Effective planning and training for a large-scale and well-coordinated mass-care response are vital. This effort requires coordination among DHS, HHS, DOD, state and local emergency managers, first responders, and key players in the private sector.
This Committee heard compelling testimony on the need for response planning last October, when Dr. Tara O’Toole of the Center for Biosecurity at the University of Pittsburgh Medical Center testified on our lack of readiness to respond to a bioterrorism attack. Dr. O’Toole told us that nuclear or biological attack – including the fear of successive attacks – “are the only two types of assault that could really destabilize the United States of America.” She cautioned that our national readiness to respond is overestimated.
Responding to that threat would require more than deploying first responders and materials. In the chaotic and terrifying aftermath of a nuclear blast, providing timely, accurate, and actionable information would be literally a matter of life and death. People would need to know what has happened, where to find help, whether their immediate circumstances dictate evacuation or sheltering in place, and what to do next to protect themselves and their families.
How important would it be to communicate accurate, trusted information? For people gripped by an overwhelming urge to flee, it could be critical. The Department of Homeland Security has calculated that people who try to flee Washington, D.C., in the first 24 hours after a terrorist nuclear attack could expose themselves to seven times the radiation of those who shelter for just three days in their basements before leaving. People would need to know that sheltering indoors while short-lived radioactive particles decay and the fallout plume disperses could reduce their risk of radiation sickness and future cancers.
The real-life importance of effective crisis communication was illustrated in the Three Mile Island nuclear-reactor core incident in Pennsylvania in 1979.

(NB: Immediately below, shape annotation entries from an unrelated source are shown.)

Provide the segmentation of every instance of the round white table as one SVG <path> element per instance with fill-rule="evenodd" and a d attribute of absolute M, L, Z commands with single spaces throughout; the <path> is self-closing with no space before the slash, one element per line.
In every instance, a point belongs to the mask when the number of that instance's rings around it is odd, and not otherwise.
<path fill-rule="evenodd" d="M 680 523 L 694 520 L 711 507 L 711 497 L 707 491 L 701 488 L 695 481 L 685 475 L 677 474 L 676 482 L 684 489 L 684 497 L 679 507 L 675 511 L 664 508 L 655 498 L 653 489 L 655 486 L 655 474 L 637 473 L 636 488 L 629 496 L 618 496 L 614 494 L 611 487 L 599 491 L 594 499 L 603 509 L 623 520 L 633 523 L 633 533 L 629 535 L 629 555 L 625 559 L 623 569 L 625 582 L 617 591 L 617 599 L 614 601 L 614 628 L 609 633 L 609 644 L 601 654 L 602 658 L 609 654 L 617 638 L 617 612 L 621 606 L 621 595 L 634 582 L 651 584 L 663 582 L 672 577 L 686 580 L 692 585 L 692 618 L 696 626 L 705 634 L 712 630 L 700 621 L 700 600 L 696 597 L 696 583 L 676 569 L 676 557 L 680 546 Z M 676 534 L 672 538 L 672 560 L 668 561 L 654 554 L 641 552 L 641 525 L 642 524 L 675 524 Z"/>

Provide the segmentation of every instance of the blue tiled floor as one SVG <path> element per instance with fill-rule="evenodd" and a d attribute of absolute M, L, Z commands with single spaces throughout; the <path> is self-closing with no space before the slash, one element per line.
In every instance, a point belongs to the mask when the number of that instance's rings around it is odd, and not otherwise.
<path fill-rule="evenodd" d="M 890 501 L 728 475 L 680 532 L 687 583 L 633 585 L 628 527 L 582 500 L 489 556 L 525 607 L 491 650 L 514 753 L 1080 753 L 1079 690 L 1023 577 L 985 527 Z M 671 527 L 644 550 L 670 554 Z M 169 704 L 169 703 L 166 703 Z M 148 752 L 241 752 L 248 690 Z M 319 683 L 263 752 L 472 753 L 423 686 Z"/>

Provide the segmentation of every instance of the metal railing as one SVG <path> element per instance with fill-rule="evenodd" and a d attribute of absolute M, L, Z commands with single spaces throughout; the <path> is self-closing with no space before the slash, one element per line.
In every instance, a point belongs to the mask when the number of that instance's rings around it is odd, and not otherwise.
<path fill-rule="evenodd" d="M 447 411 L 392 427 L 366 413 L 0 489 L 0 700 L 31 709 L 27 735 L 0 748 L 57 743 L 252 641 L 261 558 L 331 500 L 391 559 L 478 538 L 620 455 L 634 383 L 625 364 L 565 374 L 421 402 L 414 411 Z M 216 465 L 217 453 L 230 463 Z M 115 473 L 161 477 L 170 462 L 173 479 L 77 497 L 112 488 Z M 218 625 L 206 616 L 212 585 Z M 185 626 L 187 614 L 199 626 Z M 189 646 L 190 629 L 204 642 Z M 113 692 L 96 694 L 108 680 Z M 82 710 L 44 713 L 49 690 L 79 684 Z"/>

Dartmouth College physicist John Kemeny headed a presidential commission to investigate the incident and the response. The Kemeny Commission report found “confusion and weakness” among information sources and a lack of understanding among many reporters that “resulted in the public being poorly served.”
A Commission task force noted problems including delayed or incorrect information, conflicting official statements, overly technical statements, and lack of coordination. The problems aggravated public confusion, fear, and emotional stress – consequences that would have been far more serious if the Three Mile Island incident had caused any casualties.
A terrorist nuclear attack would give us the worst of both worlds: mass casualties and response problems surpassing those of Hurricane Katrina, plus the dangerous, invisible threat of atomic radiation.
Clearly, our response plans for mass care, food, and shelter cannot succeed without a carefully planned system for giving people clear direction.
I thank our witnesses for assisting us today, and look forward to a useful discussion.